Targeting Tgf Beta Signal Transduction For Cancer Therapy

Transforming growth factor-beta (TGF beta) family members are structurally and functionally related cytokines that have diverse effects on the regulation of cell fate during embryonic development and in the maintenance of adult tissue homeostasis. Dysregulation of TGF beta family signaling can lead to a plethora of developmental disorders and diseases, including cancer, immune dysfunction, and fibrosis. In this review, we focus on TGF beta, a well-characterized family member that has a dichotomous role in cancer progression, acting in early stages as a tumor suppressor and in late stages as a tumor promoter.

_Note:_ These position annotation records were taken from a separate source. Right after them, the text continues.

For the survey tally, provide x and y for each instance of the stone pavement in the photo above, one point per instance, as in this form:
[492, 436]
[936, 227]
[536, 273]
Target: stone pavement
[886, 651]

The functions of TGF beta are not limited to the regulation of proliferation, differentiation, apoptosis, epithelial-mesenchymal transition, and metastasis of cancer cells. Recent reports have related TGF beta to effects on cells that are present in the tumor microenvironment through the stimulation of extracellular matrix deposition, promotion of angiogenesis, and suppression of the anti-tumor immune reaction. The pro-oncogenic roles of TGF beta have attracted considerable attention because their intervention provides a therapeutic approach for cancer patients. However, the critical function of TGF beta in maintaining tissue homeostasis makes targeting TGF beta a challenge. Here, we review the pleiotropic functions of TGF beta in cancer initiation and progression, summarize the recent clinical advancements regarding TGF beta signaling interventions for cancer treatment, and discuss the remaining challenges and opportunities related to targeting this pathway. We provide a perspective on synergistic therapies that combine anti-TGF beta therapy with cytotoxic chemotherapy, targeted therapy, radiotherapy, or immunotherapy.